Exégèse dans les écoles sunnites

 

C’est au début de l’ère Abbasside que se constituèrent les quatre grandes écoles, qui sont toujours vivantes et se partagent toute l’étendue de l’Islam sunnite. L’école hanafite se réclame du juriste Abu Hanifa, l’école malikite de Malik Ibn Anas, la troisième de l’imam Shaf »i et la dernière doit son nom à Ibn Hanbal.

L’exégèse ayant un caractère global, il était normal que des écoles apparaissent, pour la prise en charge de toute la vie concrète musulmane. Chaque école précise sa solution devant les points controversés, intervient sur des détails de la vie cultuelle comme par exemple les mouvements et les positions de la prière; c’est tout un comportement quotidien qu’elles déterminent. Mais voyons ce que sont ces écoles et ce qui les différencie :

L’école hanbalite

Sommairement , on pourrait dire que le hanbalisme préconise le retour au Coran et à la sunna et qu’il ne privilégie guère le travail des savants. Le « taqlid » (littéralement : imitation) a chez les hanbaliste une grande importance. Ils acceptent ainsi beaucoup de hadiths jugés par d’autres comme inauthentiques. Grossièrement, on pourrait dire que le hanbalisme représente le courant sunnite « rigoriste ».

L’école shafïite

Cette école continue à dominer en Basse-Egypte , en certaines parties de l’Arabie du sud, en Afrique orientale musulmane et dans certains pays de l’Asie musulmane… Le shafiisme se distingue par sa valorisation de la sunna comme source du droit, minimisant ainsi le consensus des savants.
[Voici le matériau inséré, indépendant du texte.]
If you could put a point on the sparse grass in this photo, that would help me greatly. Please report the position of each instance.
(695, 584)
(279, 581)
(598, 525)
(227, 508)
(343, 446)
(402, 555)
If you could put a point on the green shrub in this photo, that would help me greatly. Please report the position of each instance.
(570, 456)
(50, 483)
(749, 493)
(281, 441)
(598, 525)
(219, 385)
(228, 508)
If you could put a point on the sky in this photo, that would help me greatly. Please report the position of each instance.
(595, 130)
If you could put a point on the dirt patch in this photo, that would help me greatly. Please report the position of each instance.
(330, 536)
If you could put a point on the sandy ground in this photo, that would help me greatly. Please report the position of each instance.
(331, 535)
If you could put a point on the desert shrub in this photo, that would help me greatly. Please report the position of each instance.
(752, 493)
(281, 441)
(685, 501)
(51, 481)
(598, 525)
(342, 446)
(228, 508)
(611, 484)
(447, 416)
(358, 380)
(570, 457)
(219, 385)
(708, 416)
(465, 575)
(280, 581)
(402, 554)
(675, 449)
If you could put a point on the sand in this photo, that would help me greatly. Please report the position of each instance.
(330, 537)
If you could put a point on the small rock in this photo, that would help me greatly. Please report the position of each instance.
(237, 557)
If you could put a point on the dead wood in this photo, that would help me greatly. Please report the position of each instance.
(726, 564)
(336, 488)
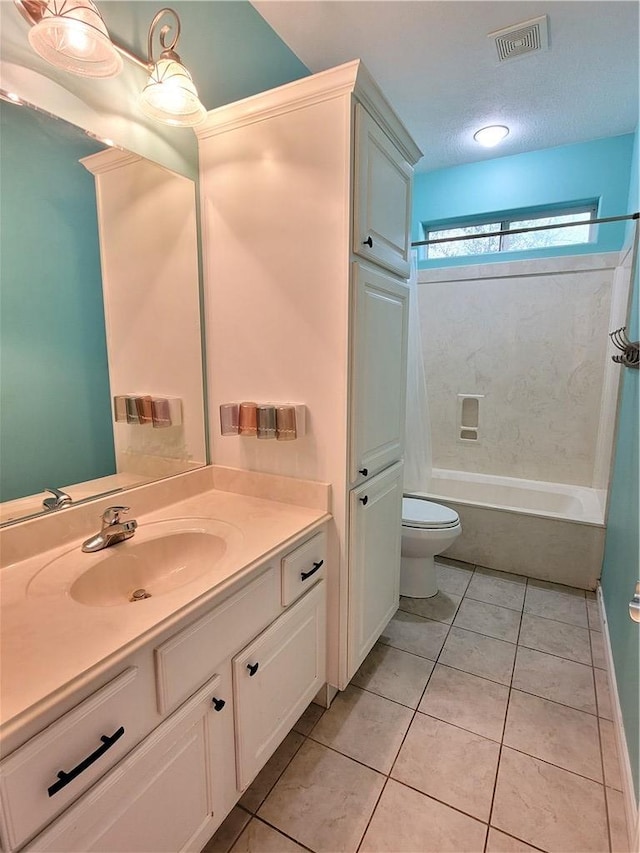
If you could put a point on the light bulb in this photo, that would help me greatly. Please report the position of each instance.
(491, 135)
Le droit shafiite s’articule autour de la notion de consensus communautaire; autrement dit, le consensus doit émaner de la communauté en tant que telle et non de la réunion d’une poignée de savants.

L’école hanafite

Née en Iraq, elle s’y maintient toujours , ainsi qu’en Syrie où elle est majoritaire. En Afghanistan, au Pakistan, en Inde , et parmi les musulmans de Chine. Elle eut du succès en Turquie où les Ottomans l’adoptèrent et la firent connaître dans les pays jadis soumis à la Porte.
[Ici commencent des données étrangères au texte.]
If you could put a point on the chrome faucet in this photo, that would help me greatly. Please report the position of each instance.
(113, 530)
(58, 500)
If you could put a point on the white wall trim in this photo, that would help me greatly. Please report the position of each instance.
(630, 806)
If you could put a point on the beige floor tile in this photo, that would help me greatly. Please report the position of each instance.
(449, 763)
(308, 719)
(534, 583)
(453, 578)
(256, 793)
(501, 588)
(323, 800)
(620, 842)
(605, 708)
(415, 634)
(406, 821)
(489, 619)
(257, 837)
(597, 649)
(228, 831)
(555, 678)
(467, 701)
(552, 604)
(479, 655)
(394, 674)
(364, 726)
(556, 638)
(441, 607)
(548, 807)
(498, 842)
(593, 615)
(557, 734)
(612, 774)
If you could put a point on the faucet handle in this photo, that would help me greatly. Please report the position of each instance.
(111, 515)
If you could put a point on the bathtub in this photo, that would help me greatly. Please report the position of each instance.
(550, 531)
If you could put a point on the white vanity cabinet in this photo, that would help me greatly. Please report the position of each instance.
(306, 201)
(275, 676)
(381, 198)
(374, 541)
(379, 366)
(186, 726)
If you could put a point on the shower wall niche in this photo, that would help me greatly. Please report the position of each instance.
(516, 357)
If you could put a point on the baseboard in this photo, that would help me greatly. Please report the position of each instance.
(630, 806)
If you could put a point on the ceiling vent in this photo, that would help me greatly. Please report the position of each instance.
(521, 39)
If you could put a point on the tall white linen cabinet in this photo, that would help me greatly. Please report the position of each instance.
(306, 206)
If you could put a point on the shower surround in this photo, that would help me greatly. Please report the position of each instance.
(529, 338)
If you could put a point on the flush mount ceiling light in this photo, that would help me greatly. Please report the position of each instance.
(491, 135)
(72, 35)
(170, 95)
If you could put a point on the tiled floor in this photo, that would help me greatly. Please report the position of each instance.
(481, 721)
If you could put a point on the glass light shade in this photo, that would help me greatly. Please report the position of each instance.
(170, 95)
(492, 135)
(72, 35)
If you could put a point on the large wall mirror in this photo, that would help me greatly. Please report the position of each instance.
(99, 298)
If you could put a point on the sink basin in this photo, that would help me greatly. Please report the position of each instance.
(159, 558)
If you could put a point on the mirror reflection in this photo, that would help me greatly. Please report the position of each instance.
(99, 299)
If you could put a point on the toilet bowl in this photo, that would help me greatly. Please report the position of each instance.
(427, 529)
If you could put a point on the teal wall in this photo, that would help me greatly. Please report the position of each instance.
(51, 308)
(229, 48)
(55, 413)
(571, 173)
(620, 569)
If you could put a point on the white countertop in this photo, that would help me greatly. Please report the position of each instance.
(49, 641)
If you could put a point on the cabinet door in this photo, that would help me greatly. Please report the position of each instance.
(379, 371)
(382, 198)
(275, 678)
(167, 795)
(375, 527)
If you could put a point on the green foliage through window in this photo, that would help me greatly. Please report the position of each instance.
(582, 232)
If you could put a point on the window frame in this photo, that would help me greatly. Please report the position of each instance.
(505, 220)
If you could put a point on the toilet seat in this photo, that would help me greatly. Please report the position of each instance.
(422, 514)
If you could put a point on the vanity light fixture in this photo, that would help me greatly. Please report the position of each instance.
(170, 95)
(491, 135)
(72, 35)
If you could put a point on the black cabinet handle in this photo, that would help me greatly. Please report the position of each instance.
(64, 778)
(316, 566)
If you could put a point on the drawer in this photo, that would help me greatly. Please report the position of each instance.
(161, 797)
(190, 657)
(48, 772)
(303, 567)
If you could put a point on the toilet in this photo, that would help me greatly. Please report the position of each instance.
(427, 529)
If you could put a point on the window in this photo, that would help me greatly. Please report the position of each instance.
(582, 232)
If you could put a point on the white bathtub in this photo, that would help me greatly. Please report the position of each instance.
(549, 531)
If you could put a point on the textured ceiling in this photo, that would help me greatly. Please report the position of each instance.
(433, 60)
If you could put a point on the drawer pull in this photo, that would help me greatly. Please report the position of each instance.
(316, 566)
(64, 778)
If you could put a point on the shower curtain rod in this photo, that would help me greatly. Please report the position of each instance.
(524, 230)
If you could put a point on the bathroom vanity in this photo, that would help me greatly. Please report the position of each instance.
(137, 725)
Elle se présente comme l’école la plus « large », la plus tolérante et certains vont jusqu’à la taxer de laxisme.

L’école malikite

C’est celle qui nous intéresse le plus, car c’est elle qui est le plus largement suivie au Maghreb.
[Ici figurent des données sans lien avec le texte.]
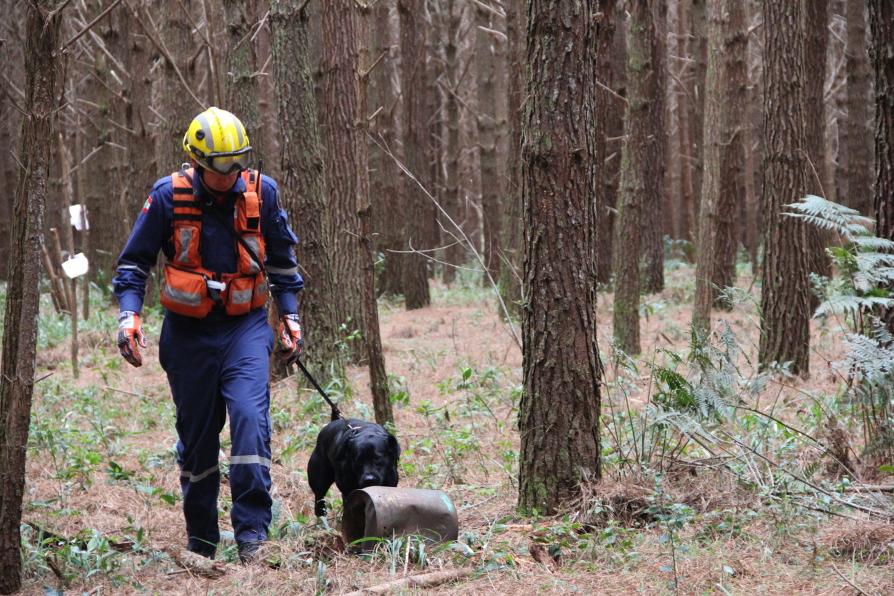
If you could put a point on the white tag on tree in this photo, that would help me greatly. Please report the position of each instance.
(76, 266)
(79, 217)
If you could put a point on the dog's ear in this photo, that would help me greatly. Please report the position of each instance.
(393, 448)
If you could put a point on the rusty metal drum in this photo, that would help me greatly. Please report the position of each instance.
(384, 512)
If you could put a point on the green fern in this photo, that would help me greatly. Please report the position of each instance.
(866, 262)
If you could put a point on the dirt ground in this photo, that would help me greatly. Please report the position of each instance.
(118, 528)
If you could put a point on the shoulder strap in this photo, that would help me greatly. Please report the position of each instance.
(228, 224)
(185, 206)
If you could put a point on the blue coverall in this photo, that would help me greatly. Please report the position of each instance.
(216, 364)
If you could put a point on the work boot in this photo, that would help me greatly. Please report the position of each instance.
(204, 549)
(248, 551)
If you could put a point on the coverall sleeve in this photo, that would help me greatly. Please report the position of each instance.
(280, 258)
(141, 251)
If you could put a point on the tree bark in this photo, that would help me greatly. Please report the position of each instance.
(559, 411)
(172, 101)
(303, 186)
(724, 156)
(785, 294)
(243, 90)
(385, 182)
(816, 17)
(412, 43)
(613, 74)
(859, 112)
(881, 19)
(699, 50)
(343, 170)
(512, 244)
(634, 175)
(653, 212)
(452, 239)
(42, 25)
(486, 51)
(378, 378)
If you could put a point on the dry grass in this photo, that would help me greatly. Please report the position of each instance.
(461, 441)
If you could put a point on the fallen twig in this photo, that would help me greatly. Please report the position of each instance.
(849, 582)
(424, 580)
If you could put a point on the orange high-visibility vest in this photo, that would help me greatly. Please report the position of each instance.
(192, 290)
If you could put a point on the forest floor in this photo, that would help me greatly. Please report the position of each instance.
(697, 497)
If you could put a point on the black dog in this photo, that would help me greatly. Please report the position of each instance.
(353, 454)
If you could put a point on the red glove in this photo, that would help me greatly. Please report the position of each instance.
(131, 335)
(290, 332)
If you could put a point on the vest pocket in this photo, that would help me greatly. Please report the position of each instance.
(259, 298)
(240, 291)
(186, 246)
(185, 293)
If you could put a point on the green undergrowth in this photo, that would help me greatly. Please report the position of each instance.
(717, 477)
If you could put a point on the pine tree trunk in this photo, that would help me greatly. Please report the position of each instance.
(378, 378)
(753, 128)
(486, 51)
(8, 167)
(613, 74)
(559, 411)
(451, 238)
(172, 100)
(303, 186)
(634, 176)
(42, 40)
(243, 91)
(686, 113)
(785, 294)
(512, 244)
(412, 42)
(343, 170)
(653, 213)
(816, 17)
(699, 50)
(859, 111)
(722, 187)
(881, 19)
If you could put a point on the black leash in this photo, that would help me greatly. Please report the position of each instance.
(336, 413)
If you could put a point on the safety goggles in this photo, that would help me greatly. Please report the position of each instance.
(224, 164)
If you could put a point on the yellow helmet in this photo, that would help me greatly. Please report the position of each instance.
(217, 141)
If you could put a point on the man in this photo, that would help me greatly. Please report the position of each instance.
(226, 241)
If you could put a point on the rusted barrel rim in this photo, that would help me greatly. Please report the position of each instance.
(380, 512)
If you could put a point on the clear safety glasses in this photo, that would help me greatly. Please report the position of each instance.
(225, 164)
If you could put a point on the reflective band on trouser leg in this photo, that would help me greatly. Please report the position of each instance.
(251, 459)
(201, 414)
(200, 476)
(244, 387)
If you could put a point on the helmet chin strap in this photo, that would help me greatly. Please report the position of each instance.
(217, 194)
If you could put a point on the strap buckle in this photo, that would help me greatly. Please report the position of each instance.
(214, 290)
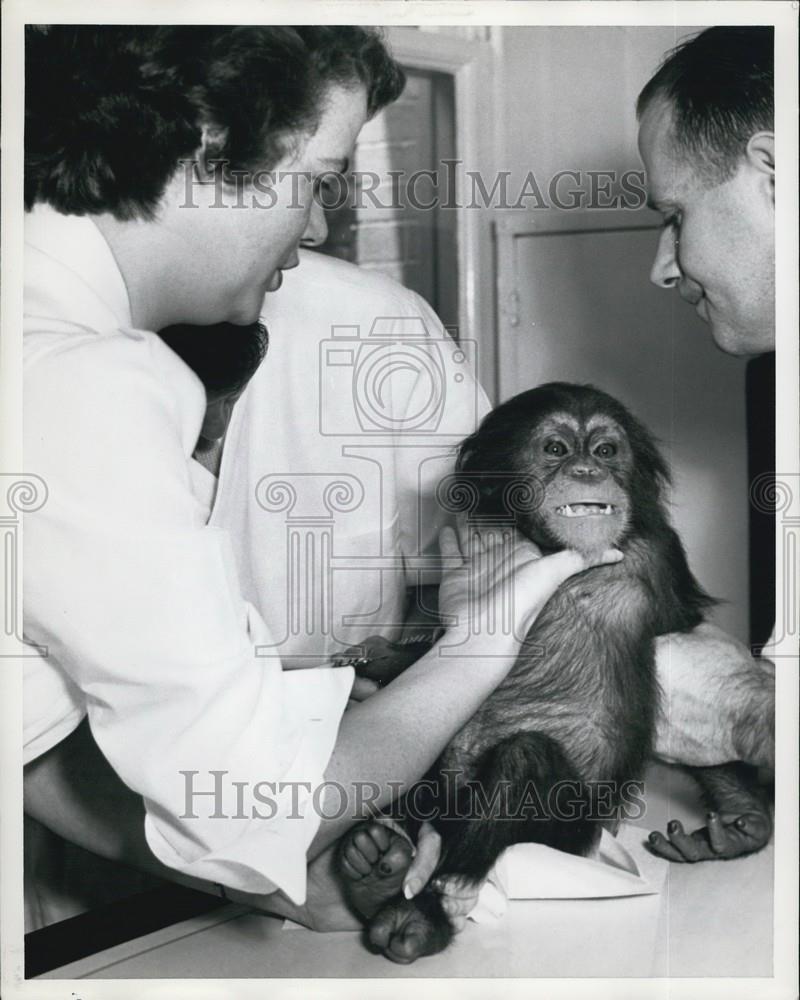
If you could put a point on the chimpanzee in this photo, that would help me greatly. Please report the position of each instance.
(579, 707)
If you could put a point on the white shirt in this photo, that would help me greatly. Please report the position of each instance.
(334, 454)
(149, 612)
(137, 599)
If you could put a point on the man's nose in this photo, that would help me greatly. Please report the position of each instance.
(665, 271)
(316, 231)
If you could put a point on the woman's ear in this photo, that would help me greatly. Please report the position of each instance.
(760, 155)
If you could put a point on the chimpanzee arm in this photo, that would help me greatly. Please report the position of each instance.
(719, 701)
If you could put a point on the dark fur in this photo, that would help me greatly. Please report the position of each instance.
(580, 703)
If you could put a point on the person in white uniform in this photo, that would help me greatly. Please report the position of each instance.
(246, 771)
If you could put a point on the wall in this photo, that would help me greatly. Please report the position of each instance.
(577, 302)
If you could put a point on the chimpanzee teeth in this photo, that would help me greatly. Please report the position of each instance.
(584, 509)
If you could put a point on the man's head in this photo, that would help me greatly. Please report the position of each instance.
(706, 138)
(258, 115)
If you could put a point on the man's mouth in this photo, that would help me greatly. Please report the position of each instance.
(588, 508)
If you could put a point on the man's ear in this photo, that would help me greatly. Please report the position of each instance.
(760, 155)
(212, 143)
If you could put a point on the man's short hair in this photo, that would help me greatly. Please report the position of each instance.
(110, 111)
(720, 87)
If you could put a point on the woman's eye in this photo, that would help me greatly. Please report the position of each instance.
(329, 186)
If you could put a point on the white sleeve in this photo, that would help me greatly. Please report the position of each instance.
(139, 604)
(419, 470)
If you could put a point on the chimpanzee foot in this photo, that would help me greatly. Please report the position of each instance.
(728, 835)
(373, 860)
(407, 929)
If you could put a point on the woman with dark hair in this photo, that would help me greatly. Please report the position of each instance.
(170, 178)
(224, 357)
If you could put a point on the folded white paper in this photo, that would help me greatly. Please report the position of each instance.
(533, 871)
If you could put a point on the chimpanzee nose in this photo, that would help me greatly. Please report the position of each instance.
(586, 470)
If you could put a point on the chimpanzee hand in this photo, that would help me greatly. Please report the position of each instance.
(377, 662)
(727, 836)
(740, 820)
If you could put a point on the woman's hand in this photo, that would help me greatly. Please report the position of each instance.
(496, 582)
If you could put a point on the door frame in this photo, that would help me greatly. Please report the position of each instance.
(468, 62)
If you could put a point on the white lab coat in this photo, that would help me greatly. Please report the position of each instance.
(173, 638)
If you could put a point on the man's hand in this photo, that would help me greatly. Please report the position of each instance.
(719, 701)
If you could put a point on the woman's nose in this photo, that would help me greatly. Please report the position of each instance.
(316, 231)
(665, 271)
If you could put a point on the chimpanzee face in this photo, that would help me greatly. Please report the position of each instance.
(583, 468)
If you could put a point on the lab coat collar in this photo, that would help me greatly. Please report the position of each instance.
(75, 245)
(note de DILAP : cette étude est un fragment de thèse. L’intérêt de l’auteur se rapporte au sujet de « l’Islam au maghreb », mais ne reflète pas un choix idéologique personnel). Signalons que l’Algérie et la Tunisie continuent à avoir des représentants du hanafisme. Mais l’école malikite est largement majoritaire. Au Maroc, c’est la seule qui est reconnue.

 

Malik Ibn Anas, à qui l’école doit son nom, attribuait une grande importance au consensus des savants, et à leur jugement personnel. Il a ajouté la notion de « maslaha » (bien commun), c’est-à- dire que tout jugement doit en fait tenir compte des intérêts de toute la communauté. Mais le plus important dans le malikisme, c’est sa reconnaissance du ‘Urf (coutume). Le « Urf » y est considéré comme une seconde source de loi. Le terme « Urf » désigne en fait l’ensemble des coutumes anté-islamiques qui existaient au Maghreb et que le malikisme non seulement n’a pas interdites, mais soigneusement reconnues, intégrées à l’islam. C’est ce qui explique la persistance de tant de rites archaïques, parfois franchement contraires à l’esprit de l’Islam.

 

Pour ces raisons , il est impossible de parler de communauté musulmane au sens strict du terme, quand on considère les pays du Maghreb. Il n’est pas non plus possible d’évoquer les traditions religieuses (sunna) sans tenir compte des traditions typiquement maghrébines antérieure à l’Islam et que le malikisme a permis de maintenir.